Oksasepam, Lorasepam, temazepam and lormetazepam. The advantages of this is that the drug is immediately in its active form and will have an effect on the body. These drugs will be ideal in patients who has a low P450 cytochrome count.

6)         What is enzyme induction? Which of the sedative hypnotic drugs are known for this? What is the clinical significance of enzyme induction?

Enzyme induction can be defined as the increase in the biosynthesis of catalytically active enzyme following exposure of the organism to chemical agents or physiological conditions (Comprehensive Toxicology (Third Edition), 2018). .There drugs will therefor (after being metabolised via phase 1) have an hypnotic-sedative or anxiolytic effect in the central nervous system.

Reference :

Bertram G. Katzung 2018, B Basic & Clinical Pharmacolog, Lange, McGraw hill, University of California, San Francisco.

1)         What does anterograde amnesia mean and which drugs can cause this effect?

Anterograde amnesia means that a person cannot remember events or activities during a drugs duration of action.
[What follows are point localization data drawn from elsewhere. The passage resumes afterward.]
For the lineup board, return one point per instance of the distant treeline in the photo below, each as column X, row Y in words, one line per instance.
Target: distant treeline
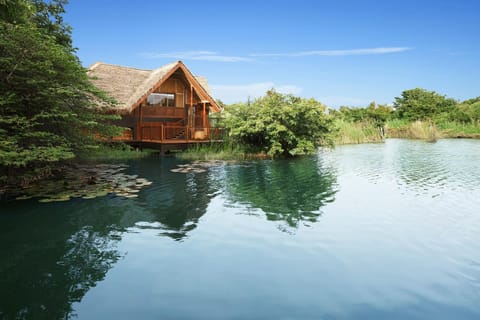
column 417, row 113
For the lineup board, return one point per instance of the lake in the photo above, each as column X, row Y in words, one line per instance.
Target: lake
column 377, row 231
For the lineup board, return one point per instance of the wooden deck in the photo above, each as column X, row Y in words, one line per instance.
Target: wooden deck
column 155, row 135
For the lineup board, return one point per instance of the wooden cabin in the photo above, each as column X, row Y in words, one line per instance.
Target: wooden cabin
column 168, row 105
Certain Benzodiazepines cause this. Zolpidem (Stillnox S5) can cause this. It usually occurs in older people (range 40-60). Alprazolam,Bromazepam,Prazepam,Clonazepam (Benzodiazepines) – Zolpidem, Zopiclone (Benzodiazepines- like hypnotics) - fluoxetine, paroxetine and venlafaxine (Antidepressants) can cause this. (Br J Clin Pharmacol. 2011)

2)         Name the effects of the sedative-hypnotic drugs on the normal sleep pattern and explain their significance to the patient.

Benzodiazepines reduces the time to fall asleep and it increases the total sleep duration by 2 hours (Only in patients who sleep less than 6 hours). The significance is that the patients who struggle to sleep can now fall asleep easier and sleep longer. These drugs are most likely to form a dependency, the patient must use the recommended dose.

3)         Which of the sedative-hypnotic drugs are used as a supplementary therapy in anaesthesia?  Can you explain why?

Lorasepam, Midasolam, Diasepam are the drugs used in anaesthesia. Also Flumazenil.

4)         Which of the sedative-hypnotic drugs are used as anticonvulsants?

Diazepam, Lorasepam (status epilepticus), Nitrasepam. Klonasepam and Klobasam is used profalactic against epilepsy.

5)         What is the mechanism of the muscle-relaxing effects of some of the carbamates and the BDs?

Carbamate act as an acetylecholine(AC)- esterase inhibitor. There would be more AC in the body and would cause muscles to relax since it is responsible for parasympathetic actions. BDs bind to the GABA receptor complex increasing the affinity of the GABA receptor for GABA. This cause a calming sedative hypnotic and anxiolytic effect. The calming effect of this drugs indirectly leads to muscle relaxation.

6)         Discuss the effects of the sedative-hypnotic drugs on the respiratory and cardiovascular systems.

Sedative hypnotic drugs causes a calming effect. This calming effect indirectly causes low heart rate and bronchoconstriction. When sedative-hypnotic drugs are being abused it can cause total respiratory depression which can lead to death.

Reference :

Bertram G. Katzung 2018, B Basic & Clinical Pharmacolog, Lange, McGraw hill, University of California, San Francisco.